Neighbors in a 2D array python

Question

I have a 2D numpy array as follows:

start = np.array([
    [1,1,0,1],
    [1,0,0,1],
    [0,1,0,0]
                ])

I need to get the same matrix, but replace each value with the number of neighbors to which I could get by moving by one step in any direction, but walking only along 1

As a result, I should get the follow:

finish = np.array([
    [4,4,0,2],
    [4,0,0,2],
    [0,4,0,0]
                 ])

It seems to me that this is a well-known problem, but I have not even figured out how to formulate it in search, since everything that I was looking for is a bit different. What's the best way to do this?

Answer 1

You can use scipy.ndimage.label to label connected regions and return the number of regions as @Mr.T points out. This can than be used to create a boolean mask for indexing and counting.

Credits should go to @Mr.T as he came up with a similar solution first.
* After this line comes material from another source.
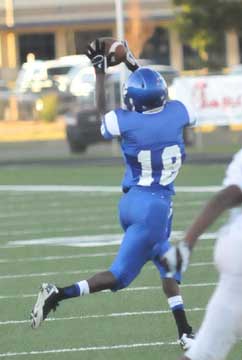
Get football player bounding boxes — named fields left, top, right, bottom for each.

This answer is still posted as the second part is different, I find it more readable and its 40% faster on my machine.

import numpy as np
from scipy.ndimage import label

a = [[1,1,0,1],
     [1,0,0,1],
     [0,1,0,0]]) 

# Label connected regions, the second arg defines the connection structure
labeled, n_labels = label(a, np.ones((3,3)))

# Replace label value with the size of the connected region
b = np.zeros_like(labeled)
for i in range(1, n_labels+1):
    target = (labeled==i)
    b[target] = np.count_nonzero(target)

print(b)

output:

[[4 4 0 2]
 [4 0 0 2]
 [0 4 0 0]]

Answer 2

You can use the scipy.ndimage labeling function with a customized structure array s:

import numpy as np
from scipy.ndimage import label    

start = np.asarray([ [1,1,0,1],
                   [1,0,0,1],
                   [0,1,0,0] ])

#structure array what to consider as "neighbors"
s = [[1,1,1],
     [1,1,1],
     [1,1,1]]

#label blobs in array
labeledarr,_ = label(start, structure=s)

#retrieve blobs and the number of elements within each blobs
blobnr, blobval = np.unique(labeledarr.ravel(), return_counts=True)

#substitute blob label with the number of elements
finish = np.zeros_like(labeledarr)
for k, v in zip(blobnr[1:], blobval[1:]):
    finish[labeledarr==k] = v

print(finish)

Output:

[[4 4 0 2]
 [4 0 0 2]
 [0 4 0 0]]

I am sure the final step of substituting the label number with the value of its occurrence can be optimized in terms of speed.
And @mad-physicist rightly mentioned that the initially used labeledarr.flat should be substituted by labeledarr.ravel(). The reasons for this are explained here.